Updated; the confusion here is two points:
- the root object is
Relation
, not Document
(in fact, only Relation
and RelationMentionRef
are even used)
- the pb file is actually multiple objects, each varint-delimited, i.e. prefixed by their length expressed as a varint
As such, Relation.parseDelimitedFrom
should work. Processing it manually, I get:
test-multiple.pb, 96678 Relation objects parsed
testNegative.pb, 94917 Relation objects parsed
testPositive.pb, 1950 Relation objects parsed
trainNegative.pb, 63596 Relation objects parsed
trainPositive.pb, 4700 Relation objects parsed
Old; outdated; exploratory:
I extracted your 4 documents and ran them through a little test rig:
ProcessFile("testNegative.pb");
ProcessFile("testPositive.pb");
ProcessFile("trainNegative.pb");
ProcessFile("trainPositive.pb");
where ProcessFile
first dumps the first 10 bytes as hex, and then tries to process it via a ProtoReader
. Here's the results:
Processing: testNegative.pb
dc 16 0a 26 2f 67 75 69 64 2f
> Document
Unexpected end-group in source data; this usually means the source data is corru
pt
Yep; agreed; DC is wire-type 4 (end-group), field 27; your document does not define field 27, and even if it did: it is meaningless to start with an end-group.
Processing: testPositive.pb
d5 0f 0a 26 2f 67 75 69 64 2f
> Document
250: Fixed32, Unexpected field
14: Fixed32, Unexpected field
6: String, Unexpected field
6: Variant, Unexpected field
Unexpected end-group in source data; this usually means the source data is corru
pt
Here we can't see the offending data in the hex dump, but again: there initial fields look nothing like your data and the reader readily confirms that the data is corrupt.
Processing: trainNegative.pb
d1 09 0a 26 2f 67 75 69 64 2f
> Document
154: Fixed64, Unexpected field
7: Fixed64, Unexpected field
6: Variant, Unexpected field
6: Variant, Unexpected field
Unexpected end-group in source data; this usually means the source data is corru
pt
Same as above.
Processing: trainPositive.pb
cf 75 0a 26 2f 67 75 69 64 2f
> Document
1881: 7, Unexpected field
Invalid wire-type; this usually means you have over-written a file without trunc
ating or setting the length; see http://stackoverflow.com/q/2152978/23354
CF 75 is a two-byte varint with wire-type 7 (which is not defined in the specification).

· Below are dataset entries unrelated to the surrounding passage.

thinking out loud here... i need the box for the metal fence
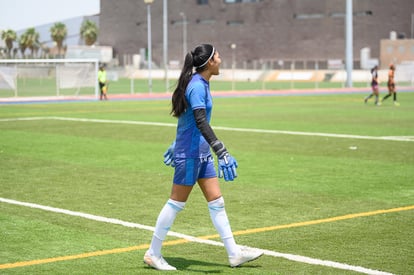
[221,59,363,70]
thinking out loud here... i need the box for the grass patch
[1,92,413,274]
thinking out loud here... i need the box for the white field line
[0,116,413,142]
[0,197,394,275]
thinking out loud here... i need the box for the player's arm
[193,108,238,181]
[193,108,223,155]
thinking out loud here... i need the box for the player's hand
[218,153,238,181]
[163,142,175,167]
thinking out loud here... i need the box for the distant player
[98,64,108,100]
[364,65,380,106]
[381,64,399,106]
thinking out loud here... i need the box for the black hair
[170,44,215,117]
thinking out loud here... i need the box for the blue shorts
[173,156,217,186]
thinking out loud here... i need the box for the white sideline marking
[0,197,394,275]
[0,116,413,142]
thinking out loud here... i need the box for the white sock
[149,199,185,256]
[208,196,240,257]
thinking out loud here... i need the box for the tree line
[1,20,99,59]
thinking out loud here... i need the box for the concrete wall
[99,0,414,67]
[380,39,414,68]
[122,68,413,84]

Your data is well and truly garbage. Sorry.
And with the bonus round of test-multiple.pb from comments (after gz decompression):
Processing: test-multiple.pb
dc 16 0a 26 2f 67 75 69 64 2f
> Document
Unexpected end-group in source data; this usually means the source data is corru
pt
This starts identically to testNegative.pb, and hence fails for exactly the same reason.